Colin is a good-looking middle-aged man who has little difficulty picking up younger guys. He’s also got a great job in TV and a devoted best friend, Stew (Dan Via), although he’s starting to think perhaps he’s missing out due to his lack of a long-term relationship. Then into his life comes young intern Tee (Jaime Cepero), who seems incredibly excited to be working alongside Colin.
Tee and Colin soon take things to the next level, with Colin falling for the younger man and the two of them embarking on a relationship. However, this change starts to put a strain on his friendship with Stew, who isn’t certain about Tee. Then, when the truth is revealed about the intern, all hell breaks loose in everyone’s lives.
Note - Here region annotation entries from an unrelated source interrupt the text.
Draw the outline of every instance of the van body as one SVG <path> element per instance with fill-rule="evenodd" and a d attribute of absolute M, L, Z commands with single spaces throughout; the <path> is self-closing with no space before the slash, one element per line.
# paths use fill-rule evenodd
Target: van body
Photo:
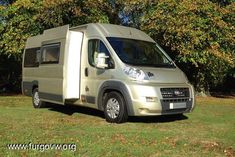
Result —
<path fill-rule="evenodd" d="M 164 50 L 135 28 L 91 23 L 45 30 L 28 38 L 22 92 L 45 102 L 128 116 L 183 114 L 195 106 L 193 86 Z"/>

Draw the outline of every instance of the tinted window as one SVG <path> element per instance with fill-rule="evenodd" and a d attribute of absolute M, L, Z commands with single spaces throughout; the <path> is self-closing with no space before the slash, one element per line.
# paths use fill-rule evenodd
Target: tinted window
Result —
<path fill-rule="evenodd" d="M 42 48 L 42 63 L 59 63 L 60 44 L 44 45 Z"/>
<path fill-rule="evenodd" d="M 124 39 L 107 38 L 118 57 L 127 64 L 153 67 L 174 67 L 163 50 L 156 43 Z"/>
<path fill-rule="evenodd" d="M 40 48 L 30 48 L 25 50 L 24 67 L 38 67 L 40 58 Z"/>
<path fill-rule="evenodd" d="M 92 39 L 88 42 L 88 60 L 90 65 L 95 66 L 97 63 L 97 57 L 99 53 L 105 53 L 106 56 L 109 55 L 109 51 L 104 45 L 104 43 L 98 39 Z"/>

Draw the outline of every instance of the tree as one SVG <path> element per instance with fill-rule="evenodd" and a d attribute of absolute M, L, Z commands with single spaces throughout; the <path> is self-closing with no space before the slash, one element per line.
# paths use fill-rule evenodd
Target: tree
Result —
<path fill-rule="evenodd" d="M 235 65 L 230 5 L 221 8 L 206 0 L 146 1 L 140 28 L 169 50 L 197 91 L 209 90 L 222 83 Z"/>

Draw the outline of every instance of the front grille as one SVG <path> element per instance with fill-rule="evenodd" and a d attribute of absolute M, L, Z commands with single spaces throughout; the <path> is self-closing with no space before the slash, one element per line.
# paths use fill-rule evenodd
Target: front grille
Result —
<path fill-rule="evenodd" d="M 163 98 L 182 98 L 189 97 L 188 88 L 161 88 Z"/>
<path fill-rule="evenodd" d="M 179 98 L 179 99 L 163 99 L 163 102 L 187 102 L 189 99 Z"/>

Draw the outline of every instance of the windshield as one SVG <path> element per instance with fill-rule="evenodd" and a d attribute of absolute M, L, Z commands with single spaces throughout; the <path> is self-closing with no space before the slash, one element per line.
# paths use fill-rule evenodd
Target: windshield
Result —
<path fill-rule="evenodd" d="M 156 43 L 116 37 L 107 37 L 107 40 L 118 57 L 126 64 L 150 67 L 175 67 Z"/>

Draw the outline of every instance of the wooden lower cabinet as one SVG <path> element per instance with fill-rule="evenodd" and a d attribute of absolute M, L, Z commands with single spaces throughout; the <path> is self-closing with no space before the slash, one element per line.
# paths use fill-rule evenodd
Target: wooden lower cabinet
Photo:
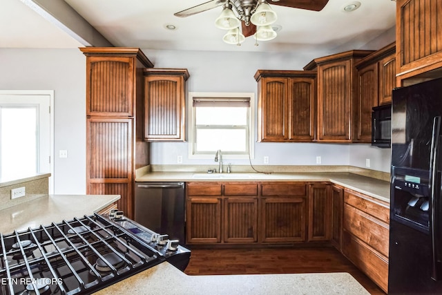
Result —
<path fill-rule="evenodd" d="M 345 189 L 343 220 L 343 253 L 387 292 L 388 204 Z"/>
<path fill-rule="evenodd" d="M 229 198 L 224 200 L 224 241 L 258 241 L 258 198 Z"/>
<path fill-rule="evenodd" d="M 318 183 L 309 185 L 308 240 L 330 240 L 332 232 L 332 199 L 330 185 Z"/>
<path fill-rule="evenodd" d="M 265 198 L 262 202 L 261 242 L 305 241 L 305 198 Z"/>
<path fill-rule="evenodd" d="M 338 185 L 332 186 L 332 244 L 338 250 L 343 247 L 343 209 L 344 189 Z"/>
<path fill-rule="evenodd" d="M 188 244 L 221 242 L 221 198 L 192 197 L 186 202 Z"/>

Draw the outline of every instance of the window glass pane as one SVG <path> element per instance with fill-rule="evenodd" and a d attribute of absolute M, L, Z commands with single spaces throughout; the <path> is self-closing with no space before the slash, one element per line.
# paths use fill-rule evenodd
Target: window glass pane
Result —
<path fill-rule="evenodd" d="M 249 108 L 195 108 L 197 125 L 247 125 Z"/>
<path fill-rule="evenodd" d="M 38 171 L 37 108 L 0 108 L 0 118 L 2 177 L 35 175 Z"/>
<path fill-rule="evenodd" d="M 199 129 L 196 131 L 196 152 L 248 152 L 245 129 Z"/>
Initially with Daddy you could be forgiven for thinking you know exactly where the movie is going – a May-December romance where people question the age difference, the men in the relationship question it themselves, friendships are tested and then true love wins out in the end. For the first hour it moves in that direction in an entertaining and amiable fashion, as a middle-aged man takes stock of his life and thinks he’s found something new and worthwhile.
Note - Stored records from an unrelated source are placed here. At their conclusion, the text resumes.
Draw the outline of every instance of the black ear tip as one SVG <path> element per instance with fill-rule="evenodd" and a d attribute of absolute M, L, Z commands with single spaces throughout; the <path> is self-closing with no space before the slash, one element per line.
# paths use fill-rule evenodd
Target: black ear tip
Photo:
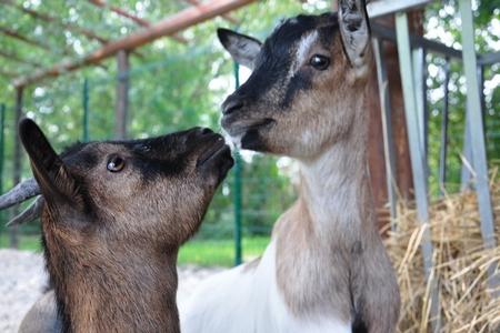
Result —
<path fill-rule="evenodd" d="M 24 118 L 19 122 L 19 137 L 26 144 L 30 141 L 40 140 L 40 138 L 43 137 L 43 133 L 32 119 Z"/>
<path fill-rule="evenodd" d="M 219 40 L 223 43 L 228 40 L 228 34 L 231 33 L 231 30 L 224 29 L 224 28 L 218 28 L 217 29 L 217 37 Z"/>
<path fill-rule="evenodd" d="M 19 122 L 19 133 L 21 135 L 30 133 L 33 130 L 38 130 L 38 125 L 32 119 L 29 118 L 21 119 L 21 121 Z"/>

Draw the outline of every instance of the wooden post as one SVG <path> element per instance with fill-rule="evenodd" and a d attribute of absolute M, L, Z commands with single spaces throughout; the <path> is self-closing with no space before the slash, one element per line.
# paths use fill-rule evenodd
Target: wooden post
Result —
<path fill-rule="evenodd" d="M 129 53 L 121 50 L 117 53 L 117 101 L 114 109 L 114 138 L 127 138 L 129 113 Z"/>
<path fill-rule="evenodd" d="M 13 161 L 12 161 L 12 184 L 16 185 L 21 181 L 21 140 L 19 139 L 19 121 L 22 118 L 22 94 L 24 88 L 18 87 L 16 89 L 16 114 L 14 114 L 14 147 L 13 147 Z M 19 214 L 19 205 L 12 209 L 12 215 L 16 216 Z M 19 246 L 19 234 L 18 226 L 13 225 L 10 229 L 10 248 L 18 249 Z"/>

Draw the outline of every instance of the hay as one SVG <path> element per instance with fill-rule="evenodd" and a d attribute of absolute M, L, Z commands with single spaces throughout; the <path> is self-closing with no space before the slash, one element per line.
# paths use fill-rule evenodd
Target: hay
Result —
<path fill-rule="evenodd" d="M 494 176 L 492 178 L 494 179 Z M 491 296 L 488 269 L 500 262 L 500 182 L 491 184 L 497 248 L 484 250 L 474 192 L 447 195 L 430 208 L 430 223 L 420 225 L 410 206 L 398 208 L 398 230 L 386 245 L 401 291 L 399 332 L 431 332 L 430 290 L 438 283 L 441 332 L 500 332 L 499 296 Z M 430 228 L 434 266 L 430 282 L 420 251 Z M 500 275 L 500 268 L 496 268 Z"/>

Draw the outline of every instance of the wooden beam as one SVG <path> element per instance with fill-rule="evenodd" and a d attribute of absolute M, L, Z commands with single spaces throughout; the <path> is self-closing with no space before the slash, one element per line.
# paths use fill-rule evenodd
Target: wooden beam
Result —
<path fill-rule="evenodd" d="M 198 0 L 184 0 L 184 1 L 190 3 L 190 4 L 192 4 L 192 6 L 200 6 L 200 1 L 198 1 Z M 230 22 L 232 24 L 238 24 L 239 23 L 238 20 L 234 19 L 233 17 L 231 17 L 229 13 L 221 14 L 221 17 L 226 21 L 228 21 L 228 22 Z"/>
<path fill-rule="evenodd" d="M 117 53 L 118 80 L 114 108 L 114 139 L 127 139 L 127 124 L 129 115 L 129 53 Z"/>
<path fill-rule="evenodd" d="M 27 44 L 37 47 L 37 48 L 42 49 L 44 51 L 51 51 L 50 48 L 47 44 L 44 44 L 42 42 L 39 42 L 38 40 L 31 39 L 29 37 L 26 37 L 23 34 L 19 33 L 18 31 L 16 31 L 16 30 L 12 30 L 12 29 L 9 29 L 9 28 L 6 28 L 6 27 L 0 27 L 0 33 L 2 33 L 4 36 L 8 36 L 10 38 L 20 40 L 20 41 L 22 41 L 22 42 L 24 42 Z"/>
<path fill-rule="evenodd" d="M 7 77 L 9 79 L 12 79 L 12 78 L 16 78 L 17 75 L 18 75 L 18 73 L 0 69 L 0 77 Z"/>
<path fill-rule="evenodd" d="M 34 65 L 34 67 L 41 67 L 41 64 L 36 61 L 22 59 L 18 54 L 10 53 L 10 52 L 3 51 L 1 49 L 0 49 L 0 57 L 3 57 L 6 59 L 12 60 L 12 61 L 16 61 L 19 63 L 24 63 L 24 64 Z"/>
<path fill-rule="evenodd" d="M 13 130 L 13 159 L 12 159 L 12 183 L 19 184 L 21 181 L 22 172 L 22 147 L 21 139 L 19 138 L 19 122 L 22 119 L 22 101 L 23 101 L 23 87 L 16 88 L 16 113 L 14 113 L 14 130 Z M 19 205 L 16 205 L 11 210 L 11 218 L 19 214 Z M 13 225 L 10 229 L 10 248 L 17 249 L 19 245 L 18 225 Z"/>
<path fill-rule="evenodd" d="M 72 31 L 72 32 L 76 32 L 76 33 L 79 33 L 79 34 L 83 34 L 84 37 L 87 37 L 89 39 L 94 39 L 94 40 L 99 41 L 100 43 L 109 42 L 108 39 L 98 36 L 97 33 L 94 33 L 91 30 L 81 28 L 81 27 L 76 26 L 76 24 L 67 23 L 67 22 L 60 20 L 57 17 L 52 17 L 52 16 L 49 16 L 49 14 L 46 14 L 46 13 L 41 13 L 41 12 L 38 12 L 36 10 L 26 8 L 22 4 L 18 4 L 18 3 L 13 2 L 12 0 L 0 0 L 0 3 L 11 6 L 11 7 L 13 7 L 13 8 L 16 8 L 16 9 L 18 9 L 18 10 L 20 10 L 20 11 L 22 11 L 22 12 L 29 14 L 29 16 L 31 16 L 34 19 L 38 19 L 38 20 L 41 20 L 41 21 L 46 21 L 46 22 L 50 22 L 50 23 L 56 23 L 56 24 L 64 28 L 66 30 L 69 30 L 69 31 Z"/>
<path fill-rule="evenodd" d="M 144 28 L 149 28 L 151 27 L 151 22 L 149 22 L 148 20 L 144 20 L 138 16 L 136 16 L 134 13 L 131 13 L 120 7 L 117 6 L 112 6 L 112 4 L 108 4 L 106 1 L 103 0 L 88 0 L 90 3 L 100 7 L 100 8 L 108 8 L 109 10 L 111 10 L 112 12 L 114 12 L 116 14 L 122 17 L 122 18 L 127 18 L 131 21 L 133 21 L 136 24 L 144 27 Z M 178 42 L 181 42 L 183 44 L 188 43 L 188 40 L 186 38 L 183 38 L 182 36 L 179 34 L 172 34 L 171 36 L 172 39 L 177 40 Z"/>
<path fill-rule="evenodd" d="M 49 77 L 58 77 L 61 73 L 73 71 L 84 65 L 97 64 L 102 60 L 114 56 L 120 50 L 133 50 L 161 37 L 171 36 L 178 31 L 204 22 L 231 10 L 236 10 L 253 1 L 256 0 L 212 0 L 208 3 L 184 9 L 171 17 L 160 20 L 148 29 L 140 30 L 124 38 L 109 42 L 81 59 L 58 63 L 49 69 L 37 71 L 32 75 L 16 79 L 13 84 L 16 87 L 22 87 Z"/>

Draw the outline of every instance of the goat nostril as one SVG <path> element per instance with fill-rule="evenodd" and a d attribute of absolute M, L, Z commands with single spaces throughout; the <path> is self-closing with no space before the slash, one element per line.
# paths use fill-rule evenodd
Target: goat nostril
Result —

However, then everything takes a sharp left turn in a way that will be a complete surprise to many people and result in a, ‘Holy crap, did they really just do that?’ moment – quite possibly followed by an ‘Ew’ moment. It’s certainly a brave move, as it has the potential to overwhelm everything else and make the whole film a little icky, to the point that few other movies would have touched it. Admittedly, some viewers won’t quite get over it and feel the whole thing leaves a nasty taste, but others will applaud it for being surprisingly brave.
The film’s left turn does mean Daddy has a bit of a tightrope walk to act in its final third, as it needs to deal with the repercussions of what’s happened, but knows that dwelling on it too much will turn a lot of people off and cast a shadow over any sort of resolution it tries to bring. As a result it slightly ignores some issues and concentrates on how the characters are moving on rather than what’s actually happened, as well as shifting the focus to Colin and Stew and the fallout for their friendship, which finds itself under a somewhat unique strain.
Oddly, while its pivotal moment will have many doing a mental wince, surrounding that Daddy is an oddly sweet and endearing movie about middle-aged gay men taking stock of where they are in life. Colin and Stew have a friendship that has lasted decades, even if they’re both jokingly convinced it doesn’t involve them sharing their real, deep emotions, but they’re going to have to reassess that if their friendship is to survive.
As mentioned, some won’t get past the midway revelation, but those that do will appreciate a well-made and otherwise rather charming movie.
Overall Verdict: Not many gay movies have had genuinely surprising moments, but Daddy does (even if it crosses your mind earlier in the film that might be where it’s headed, you’re likely to dismiss the idea a movie like this would go there). It certainly helps make it memorable, and thankfully the rest of the movie is entertaining too.